It's not the DMV (which, by the way, is called the RMV in Mass.) that determines this. Rather, the issue is that the city of Boston has resident-only parking on many streets, so you'd have to get a neighborhood parking sticker at Boston City Hall. To do that you'd have to have the car registered in the neighborhood you want the sticker from.

Allston and Brighton are in the same neighborhood for this purpose (the sticker says "Allston-Brighton") and you can park on the streets at night with the sticker in both places. It's Brookline, a totally different municipality, where you can't park at night. This is also true in Belmont and Watertown (at certain times of year) but there you're likely to get parking included with the apartment.
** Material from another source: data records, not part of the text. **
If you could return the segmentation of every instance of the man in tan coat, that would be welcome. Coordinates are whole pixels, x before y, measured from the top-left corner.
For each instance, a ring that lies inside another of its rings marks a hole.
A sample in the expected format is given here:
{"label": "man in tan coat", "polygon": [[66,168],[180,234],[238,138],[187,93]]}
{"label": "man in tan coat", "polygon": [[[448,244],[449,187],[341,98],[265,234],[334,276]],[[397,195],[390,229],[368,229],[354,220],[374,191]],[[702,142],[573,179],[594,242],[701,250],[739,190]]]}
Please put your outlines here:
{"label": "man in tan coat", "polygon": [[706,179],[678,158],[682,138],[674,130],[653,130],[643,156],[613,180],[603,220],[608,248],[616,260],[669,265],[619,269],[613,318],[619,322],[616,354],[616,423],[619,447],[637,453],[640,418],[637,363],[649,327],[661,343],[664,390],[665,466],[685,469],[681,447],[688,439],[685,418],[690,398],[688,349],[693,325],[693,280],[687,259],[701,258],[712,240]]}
There are also many streets in Brighton near Brighton Center and Oak Square that do not have resident-only parking, and are 10 minutes drive to BC Law. I have friends on Oakland St. and I have parked many borrowed cars, not registered in Brighton or even in Mass., on the streets overnight there many times. I've never even had to go more than 100 feet from their house. The only issue is moving the car for street cleaning, which is twice a month and, in the winter, not at all. Brighton along Comm. Av. is more of a student ghetto and is more urban. Parking there, while permitted all night, is resident sticker only and harder to come by (as it is in central parts of Allston even if you have the sticker). The side streets off of Washington St west of Market St are a totally different story.